Il nido: ritratti di cura e fragilità tra natura e cultura. Intervista all’artista Maura Banfo

Abstract

Cos’è un nido? Che cosa comunica la sua immagine? Nelle rappresentazioni letterarie, religiose, naturalistiche e nelle forme dell’arte il nido assume il senso di cura e protezione, incontro e difesa.
Affiora l’equilibrio tra naturale e artificiale, il dilemma sul confine di natura e cultura, di creazione e fato, di istinto e ragione. Il nido richiama fragilità e temporaneità, protezione e sicurezza. Archetipo non solo fisico, ma relazionale e spirituale connesso all’esistenza, alla comunità e alla natura.
All’artista Maura Banfo, che pensa e costruisce nidi, chiediamo di accompagnarci all’interno della sua ricerca e dell’indagine dell’arte tra osservare e imitare la natura, fissarne le forme, esplorarne i materiali e ripensarla.

 «Nido verde tra foglie morte,
che fanno, ad un soffio più forte…
trr trr trr terit tirit……».

(G. Pascoli, L’uccellino del freddo, in Canti di Castelvecchio)

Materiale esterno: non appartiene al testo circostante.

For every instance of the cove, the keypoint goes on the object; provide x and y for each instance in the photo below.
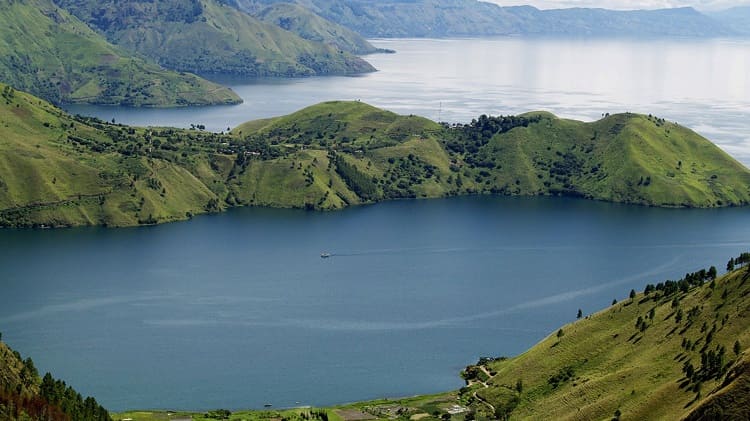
(238, 310)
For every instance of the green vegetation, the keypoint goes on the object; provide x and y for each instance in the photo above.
(668, 353)
(308, 25)
(62, 170)
(50, 53)
(208, 37)
(427, 408)
(634, 360)
(24, 396)
(432, 18)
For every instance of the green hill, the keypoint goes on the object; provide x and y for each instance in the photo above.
(45, 50)
(678, 349)
(461, 18)
(308, 25)
(61, 170)
(25, 396)
(207, 37)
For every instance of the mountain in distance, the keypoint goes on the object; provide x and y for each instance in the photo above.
(63, 170)
(25, 396)
(451, 18)
(736, 18)
(678, 350)
(45, 50)
(208, 37)
(308, 25)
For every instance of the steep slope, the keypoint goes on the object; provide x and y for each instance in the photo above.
(441, 18)
(46, 51)
(207, 37)
(25, 396)
(60, 170)
(627, 158)
(308, 25)
(677, 350)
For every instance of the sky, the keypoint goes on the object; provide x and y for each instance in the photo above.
(707, 5)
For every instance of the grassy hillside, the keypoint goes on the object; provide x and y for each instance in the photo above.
(24, 396)
(450, 18)
(308, 25)
(676, 348)
(45, 50)
(61, 170)
(626, 158)
(208, 37)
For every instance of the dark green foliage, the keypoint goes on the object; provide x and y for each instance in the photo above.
(57, 393)
(470, 137)
(218, 414)
(503, 411)
(359, 182)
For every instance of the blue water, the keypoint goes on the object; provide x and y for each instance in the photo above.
(703, 84)
(238, 310)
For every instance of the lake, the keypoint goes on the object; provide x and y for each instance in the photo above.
(238, 310)
(703, 84)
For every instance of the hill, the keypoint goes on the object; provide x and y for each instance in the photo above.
(208, 37)
(308, 25)
(736, 19)
(26, 396)
(45, 50)
(62, 170)
(440, 18)
(679, 349)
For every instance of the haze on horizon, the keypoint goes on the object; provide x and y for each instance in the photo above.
(704, 5)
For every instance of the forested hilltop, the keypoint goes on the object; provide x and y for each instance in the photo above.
(62, 170)
(45, 50)
(678, 350)
(208, 37)
(25, 396)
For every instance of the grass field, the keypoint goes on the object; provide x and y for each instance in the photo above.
(46, 51)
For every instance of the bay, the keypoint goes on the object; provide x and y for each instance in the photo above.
(703, 84)
(238, 310)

La bellezza della natura attraversa le forme del nido e nell’artificio accurato e geniale delle sue componenti la rappresenta. Alla bellezza congiunge il senso del tepore, della protezione e dell’accudimento. E’ la natura che colma il mistero dell’essere, compensa la realtà del male, del dolore, della morte. Quante architetture e materiali si confrontano e concorrono nella realizzazione del nido. Come quello dello scricciolo di Pascoli: un nido a forma di palla, verde perché fatto di muschio.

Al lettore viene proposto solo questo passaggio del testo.